Intro to yjs

Written by Basile Samel.

Published Jul 9, 2025. Last updated Jul 9, 2025.

yjs is a Conflict-Free Replicated Data Type (CRDT) library for Javascript.

I think it’s one of the most underrated pieces of open-source software I’ve ever worked with, so I decided to write a series of tutorials to help more developers use it productively.

First, let’s start with the basics.

Why Yjs Exists

Yjs was created to address the need for real-time, conflict-free data synchronization across multiple users and devices. Traditional approaches to collaboration, like operational transformation (OT), can be complex and require centralized coordination. CRDTs offer a more distributed and resilient solution.

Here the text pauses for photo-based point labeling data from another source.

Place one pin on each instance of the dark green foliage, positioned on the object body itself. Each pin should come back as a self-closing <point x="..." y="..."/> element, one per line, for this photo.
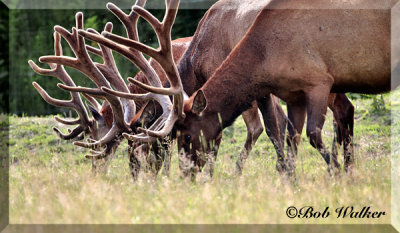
<point x="3" y="58"/>
<point x="31" y="36"/>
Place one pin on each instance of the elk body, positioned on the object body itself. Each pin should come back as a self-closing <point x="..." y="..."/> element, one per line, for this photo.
<point x="230" y="20"/>
<point x="301" y="56"/>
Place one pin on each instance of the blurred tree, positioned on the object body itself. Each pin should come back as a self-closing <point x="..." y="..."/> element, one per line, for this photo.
<point x="31" y="36"/>
<point x="4" y="107"/>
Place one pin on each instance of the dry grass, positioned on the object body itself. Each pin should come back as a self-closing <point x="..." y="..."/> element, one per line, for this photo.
<point x="51" y="182"/>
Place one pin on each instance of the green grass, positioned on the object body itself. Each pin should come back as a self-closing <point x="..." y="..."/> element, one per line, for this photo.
<point x="52" y="182"/>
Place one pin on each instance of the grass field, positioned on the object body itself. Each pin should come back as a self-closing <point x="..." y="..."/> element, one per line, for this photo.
<point x="51" y="181"/>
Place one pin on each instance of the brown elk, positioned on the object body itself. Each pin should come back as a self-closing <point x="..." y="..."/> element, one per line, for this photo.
<point x="194" y="46"/>
<point x="300" y="56"/>
<point x="192" y="81"/>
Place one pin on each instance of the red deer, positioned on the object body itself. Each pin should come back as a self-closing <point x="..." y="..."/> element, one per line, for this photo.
<point x="168" y="68"/>
<point x="192" y="81"/>
<point x="103" y="75"/>
<point x="301" y="67"/>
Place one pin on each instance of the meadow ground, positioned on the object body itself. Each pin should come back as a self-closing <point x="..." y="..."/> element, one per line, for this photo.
<point x="51" y="181"/>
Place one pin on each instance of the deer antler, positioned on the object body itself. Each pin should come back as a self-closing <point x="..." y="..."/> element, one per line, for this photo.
<point x="83" y="121"/>
<point x="132" y="49"/>
<point x="102" y="75"/>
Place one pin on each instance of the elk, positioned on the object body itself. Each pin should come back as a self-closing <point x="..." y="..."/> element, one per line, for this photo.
<point x="301" y="56"/>
<point x="194" y="66"/>
<point x="192" y="81"/>
<point x="103" y="145"/>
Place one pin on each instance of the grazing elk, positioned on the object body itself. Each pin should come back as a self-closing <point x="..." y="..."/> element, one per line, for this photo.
<point x="195" y="71"/>
<point x="301" y="56"/>
<point x="202" y="58"/>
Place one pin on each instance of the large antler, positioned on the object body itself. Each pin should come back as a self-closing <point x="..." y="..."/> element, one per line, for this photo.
<point x="83" y="63"/>
<point x="132" y="49"/>
<point x="83" y="121"/>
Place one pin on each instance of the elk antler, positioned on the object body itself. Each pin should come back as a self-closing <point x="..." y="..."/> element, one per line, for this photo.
<point x="132" y="49"/>
<point x="101" y="75"/>
<point x="83" y="121"/>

Yjs brings the power of CRDTs to Javascript to make it easier to build collaborative / multiplayer apps like Google Docs, Figma, or Notion without having to reinvent the wheel.

It’s also a building block of offline-first web applications to create more resilient user experiences independently of network conditions.

The consequences for web development are far-reaching, but I’ll keep this tirade for another article and dive straight into the meaty part.

What’s A CRDT

CRDT stands for Conflict-Free Replicated Data Type. It’s a type of data structure that automatically resolves conflicts to ensure consistency across replicas even if updates are made concurrently, out of order (commutative), or multiple times (idempotent).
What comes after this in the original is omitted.